Medidas do Governo para Impulsionar o Agronegócio
Com as incertezas no comércio global intensificadas pela guerra no Oriente Médio, o governo federal anunciou uma nova linha de crédito destinada a empresas exportadoras, com um montante de até R$ 15 bilhões. Essa ação, formalizada na terça-feira, 24 de março, por meio da Medida Provisória nº 1.345/2026, visa impactar diretamente o agronegócio, setor fundamental para a balança comercial brasileira.
As novas linhas de financiamento serão administradas pelo Banco Nacional de Desenvolvimento Econômico e Social (BNDES) e direcionadas a empresas exportadoras, além de cadeias produtivas estratégicas. Esse movimento ocorre em um cenário de volatilidade internacional, caracterizado por tensões geopolíticas e o aumento das barreiras comerciais. Neste contexto, o crédito se torna um instrumento crucial para manter o fluxo de produção, embarques e investimentos, especialmente em setores com forte inserção internacional, como o agronegócio.
Lei de Crédito à Exportação Aprovada
No mesmo dia, o governo sancionou a Lei nº 15.359/2026, que cria o Sistema Brasileiro de Crédito Oficial à Exportação. Essa nova legislação tem como objetivo modernizar os mecanismos de financiamento e seguro, aumentar a transparência das operações financeiras e alinhar o Brasil às melhores práticas internacionais.
As novas linhas de crédito poderão ser utilizadas para diversas finalidades, incluindo capital de giro, compra de máquinas, ampliação da capacidade produtiva e investimentos em inovação. Parte dos recursos destinados a essa iniciativa será proveniente do Fundo de Garantia à Exportação (FGE), além de outros recursos geridos pela equipe econômica do governo.
Importância do Crédito para o Agronegócio
Isan Rezende, presidente do Instituto do Agronegócio (IA), destaca a relevância dessa iniciativa, mas ressalta a importância de que os recursos cheguem de fato ao setor produtivo. Ele afirma: “Esse tipo de medida é importante porque dá sustentação ao fluxo de exportação em um momento de maior instabilidade. O agro brasileiro depende diretamente do mercado externo, então qualquer restrição de crédito acaba afetando toda a cadeia, do produtor até a indústria”.
Rezende acrescenta que o impacto das novas linhas de crédito pode ser mais abrangente do que o previsto inicialmente. “Quando há liquidez para exportação, há previsibilidade de demanda. Isso ajuda na formação de preços e na decisão de investimento dentro da porteira. O produtor precisa dessa segurança para planejar a safra seguinte”, observa.
Desafios e Considerações para o Futuro
Embora o montante anunciado seja significativo, Rezende alerta que a efetividade da medida dependerá das condições operacionais do crédito. “O que define o resultado são os detalhes: taxa de juros, prazo, exigências. Se o acesso for restrito ou concentrado, o impacto no campo pode ser limitado”, adverte.
O pacote de medidas também inclui o fortalecimento de instrumentos de garantia, como o Fundo Garantidor de Operações de Comércio Exterior (FGCE), e a ampliação da cobertura de risco para micro, pequenas e médias empresas. O incentivo a operações relacionadas à economia verde alinha-se às exigências crescentes de mercados internacionais, o que pode ser um diferencial importante para o setor.

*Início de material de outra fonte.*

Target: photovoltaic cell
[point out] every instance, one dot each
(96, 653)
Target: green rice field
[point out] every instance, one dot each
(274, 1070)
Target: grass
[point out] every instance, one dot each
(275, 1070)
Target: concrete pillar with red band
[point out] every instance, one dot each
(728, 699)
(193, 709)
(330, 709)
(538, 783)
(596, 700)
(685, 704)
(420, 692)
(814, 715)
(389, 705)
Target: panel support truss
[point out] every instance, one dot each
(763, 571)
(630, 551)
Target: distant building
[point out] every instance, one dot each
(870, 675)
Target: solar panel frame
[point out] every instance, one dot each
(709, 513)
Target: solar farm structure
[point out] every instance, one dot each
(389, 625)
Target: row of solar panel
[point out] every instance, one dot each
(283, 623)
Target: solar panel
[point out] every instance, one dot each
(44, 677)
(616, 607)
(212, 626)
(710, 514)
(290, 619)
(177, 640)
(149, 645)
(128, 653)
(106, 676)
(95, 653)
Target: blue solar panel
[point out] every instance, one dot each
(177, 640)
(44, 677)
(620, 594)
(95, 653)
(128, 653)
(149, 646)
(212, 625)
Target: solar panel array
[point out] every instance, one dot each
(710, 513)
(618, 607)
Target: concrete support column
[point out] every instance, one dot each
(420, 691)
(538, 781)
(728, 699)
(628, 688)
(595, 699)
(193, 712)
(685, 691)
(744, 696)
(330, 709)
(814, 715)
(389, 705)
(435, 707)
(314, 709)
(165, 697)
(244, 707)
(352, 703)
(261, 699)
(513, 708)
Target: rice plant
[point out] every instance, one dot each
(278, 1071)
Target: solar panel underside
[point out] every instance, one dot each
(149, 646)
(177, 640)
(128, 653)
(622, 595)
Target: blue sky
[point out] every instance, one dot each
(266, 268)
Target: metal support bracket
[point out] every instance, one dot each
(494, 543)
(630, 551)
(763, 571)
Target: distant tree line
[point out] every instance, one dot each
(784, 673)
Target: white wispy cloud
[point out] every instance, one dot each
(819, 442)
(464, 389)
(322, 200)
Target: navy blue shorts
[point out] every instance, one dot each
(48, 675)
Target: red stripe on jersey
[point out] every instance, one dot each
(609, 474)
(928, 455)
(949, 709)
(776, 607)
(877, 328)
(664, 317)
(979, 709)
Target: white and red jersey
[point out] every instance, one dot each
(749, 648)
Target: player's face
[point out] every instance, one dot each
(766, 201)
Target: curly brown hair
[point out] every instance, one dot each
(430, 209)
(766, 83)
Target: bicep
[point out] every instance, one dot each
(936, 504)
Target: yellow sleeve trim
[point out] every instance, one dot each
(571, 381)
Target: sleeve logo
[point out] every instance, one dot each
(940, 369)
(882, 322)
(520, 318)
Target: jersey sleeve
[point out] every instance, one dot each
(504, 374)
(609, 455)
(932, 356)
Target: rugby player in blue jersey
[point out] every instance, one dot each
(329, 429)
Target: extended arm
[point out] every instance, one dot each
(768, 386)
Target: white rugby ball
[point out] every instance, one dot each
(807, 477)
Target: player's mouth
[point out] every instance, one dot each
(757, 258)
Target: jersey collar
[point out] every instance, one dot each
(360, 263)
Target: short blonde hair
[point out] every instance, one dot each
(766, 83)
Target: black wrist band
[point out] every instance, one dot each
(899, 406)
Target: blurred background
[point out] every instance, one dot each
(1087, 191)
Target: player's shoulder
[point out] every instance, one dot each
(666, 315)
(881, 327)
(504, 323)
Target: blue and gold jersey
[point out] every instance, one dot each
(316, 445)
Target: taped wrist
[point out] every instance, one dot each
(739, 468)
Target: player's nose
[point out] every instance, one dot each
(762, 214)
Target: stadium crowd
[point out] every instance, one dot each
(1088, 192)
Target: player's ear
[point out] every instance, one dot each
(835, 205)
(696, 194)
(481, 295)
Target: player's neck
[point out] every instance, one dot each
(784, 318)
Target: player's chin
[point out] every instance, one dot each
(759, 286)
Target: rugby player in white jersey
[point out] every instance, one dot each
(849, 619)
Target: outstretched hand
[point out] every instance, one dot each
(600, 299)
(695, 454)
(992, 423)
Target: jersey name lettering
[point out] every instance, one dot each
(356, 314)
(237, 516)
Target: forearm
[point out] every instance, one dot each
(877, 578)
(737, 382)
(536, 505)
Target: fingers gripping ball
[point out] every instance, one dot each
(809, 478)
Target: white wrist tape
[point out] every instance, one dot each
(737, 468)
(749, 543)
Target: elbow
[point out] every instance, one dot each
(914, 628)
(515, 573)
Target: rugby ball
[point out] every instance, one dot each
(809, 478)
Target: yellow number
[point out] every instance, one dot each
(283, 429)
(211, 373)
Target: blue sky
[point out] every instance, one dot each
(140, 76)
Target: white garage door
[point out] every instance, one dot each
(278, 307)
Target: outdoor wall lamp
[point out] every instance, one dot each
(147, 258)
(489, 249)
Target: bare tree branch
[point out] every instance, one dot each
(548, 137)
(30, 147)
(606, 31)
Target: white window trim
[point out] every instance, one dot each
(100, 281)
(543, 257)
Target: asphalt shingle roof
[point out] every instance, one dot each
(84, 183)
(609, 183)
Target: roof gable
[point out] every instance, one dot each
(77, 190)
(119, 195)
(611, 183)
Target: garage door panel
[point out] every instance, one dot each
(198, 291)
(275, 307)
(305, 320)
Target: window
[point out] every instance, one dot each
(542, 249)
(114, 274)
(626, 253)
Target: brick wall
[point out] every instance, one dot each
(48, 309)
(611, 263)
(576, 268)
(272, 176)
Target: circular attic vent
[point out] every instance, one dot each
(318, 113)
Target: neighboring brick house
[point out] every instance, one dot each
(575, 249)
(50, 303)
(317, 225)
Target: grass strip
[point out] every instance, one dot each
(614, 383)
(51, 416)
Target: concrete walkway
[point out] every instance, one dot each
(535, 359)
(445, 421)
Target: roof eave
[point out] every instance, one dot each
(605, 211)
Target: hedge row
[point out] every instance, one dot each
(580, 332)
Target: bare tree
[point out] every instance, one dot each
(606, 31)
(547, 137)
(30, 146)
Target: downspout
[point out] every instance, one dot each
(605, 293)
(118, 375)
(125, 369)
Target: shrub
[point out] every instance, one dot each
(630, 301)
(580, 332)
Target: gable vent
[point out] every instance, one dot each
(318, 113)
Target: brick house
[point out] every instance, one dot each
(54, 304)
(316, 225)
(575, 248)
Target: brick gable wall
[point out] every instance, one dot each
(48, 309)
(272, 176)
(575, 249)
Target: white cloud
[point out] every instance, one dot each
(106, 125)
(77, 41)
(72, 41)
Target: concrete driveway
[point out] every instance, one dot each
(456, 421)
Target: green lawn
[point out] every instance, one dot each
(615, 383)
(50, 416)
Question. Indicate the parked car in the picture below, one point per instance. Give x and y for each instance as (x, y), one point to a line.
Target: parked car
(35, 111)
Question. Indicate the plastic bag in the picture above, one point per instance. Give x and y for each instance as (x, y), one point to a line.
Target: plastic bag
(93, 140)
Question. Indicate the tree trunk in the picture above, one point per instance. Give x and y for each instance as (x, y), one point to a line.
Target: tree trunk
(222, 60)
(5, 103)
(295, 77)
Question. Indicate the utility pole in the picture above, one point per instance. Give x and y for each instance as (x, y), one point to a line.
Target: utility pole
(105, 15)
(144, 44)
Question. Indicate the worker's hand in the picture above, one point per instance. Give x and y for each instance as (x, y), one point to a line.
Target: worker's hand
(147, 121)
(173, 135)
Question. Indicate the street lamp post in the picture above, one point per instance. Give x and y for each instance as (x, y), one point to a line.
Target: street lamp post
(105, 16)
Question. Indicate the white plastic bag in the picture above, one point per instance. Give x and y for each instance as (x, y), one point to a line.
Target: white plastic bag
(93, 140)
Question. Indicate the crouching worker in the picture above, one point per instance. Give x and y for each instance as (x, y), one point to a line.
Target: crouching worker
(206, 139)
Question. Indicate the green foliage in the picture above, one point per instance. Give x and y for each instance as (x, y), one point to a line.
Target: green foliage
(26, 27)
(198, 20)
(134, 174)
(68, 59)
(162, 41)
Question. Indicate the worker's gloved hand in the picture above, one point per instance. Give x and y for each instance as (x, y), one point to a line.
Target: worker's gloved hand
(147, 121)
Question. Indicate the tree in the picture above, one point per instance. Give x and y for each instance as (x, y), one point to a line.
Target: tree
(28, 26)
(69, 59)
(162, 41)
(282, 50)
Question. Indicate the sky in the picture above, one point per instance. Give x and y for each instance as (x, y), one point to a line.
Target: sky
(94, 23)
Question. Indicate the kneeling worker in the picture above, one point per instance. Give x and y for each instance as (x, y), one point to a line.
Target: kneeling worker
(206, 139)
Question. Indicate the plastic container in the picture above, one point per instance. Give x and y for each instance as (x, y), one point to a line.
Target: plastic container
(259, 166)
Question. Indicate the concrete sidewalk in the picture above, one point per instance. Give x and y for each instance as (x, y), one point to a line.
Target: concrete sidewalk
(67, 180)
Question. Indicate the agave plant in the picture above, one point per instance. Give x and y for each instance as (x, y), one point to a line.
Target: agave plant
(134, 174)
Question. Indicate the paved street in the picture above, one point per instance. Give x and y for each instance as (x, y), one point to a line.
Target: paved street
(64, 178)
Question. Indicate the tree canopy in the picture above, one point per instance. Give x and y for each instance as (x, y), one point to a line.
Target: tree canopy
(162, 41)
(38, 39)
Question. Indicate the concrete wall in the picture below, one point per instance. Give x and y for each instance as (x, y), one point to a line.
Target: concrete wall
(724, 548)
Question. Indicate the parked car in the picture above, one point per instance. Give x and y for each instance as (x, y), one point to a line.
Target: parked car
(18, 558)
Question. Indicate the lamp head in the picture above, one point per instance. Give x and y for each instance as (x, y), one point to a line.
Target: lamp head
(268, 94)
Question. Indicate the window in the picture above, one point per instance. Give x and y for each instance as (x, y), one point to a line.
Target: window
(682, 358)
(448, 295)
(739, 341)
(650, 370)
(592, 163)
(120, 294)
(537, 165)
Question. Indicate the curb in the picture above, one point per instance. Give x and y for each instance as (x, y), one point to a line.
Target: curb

Para o agronegócio, que representa aproximadamente 50% das exportações brasileiras, a implementação dessas medidas surge em um momento sensível. Com a flutuação dos preços e os custos elevados, a disponibilidade de crédito pode ser um fator crítico para manter o nível de produção e garantir a competitividade do Brasil no mercado global.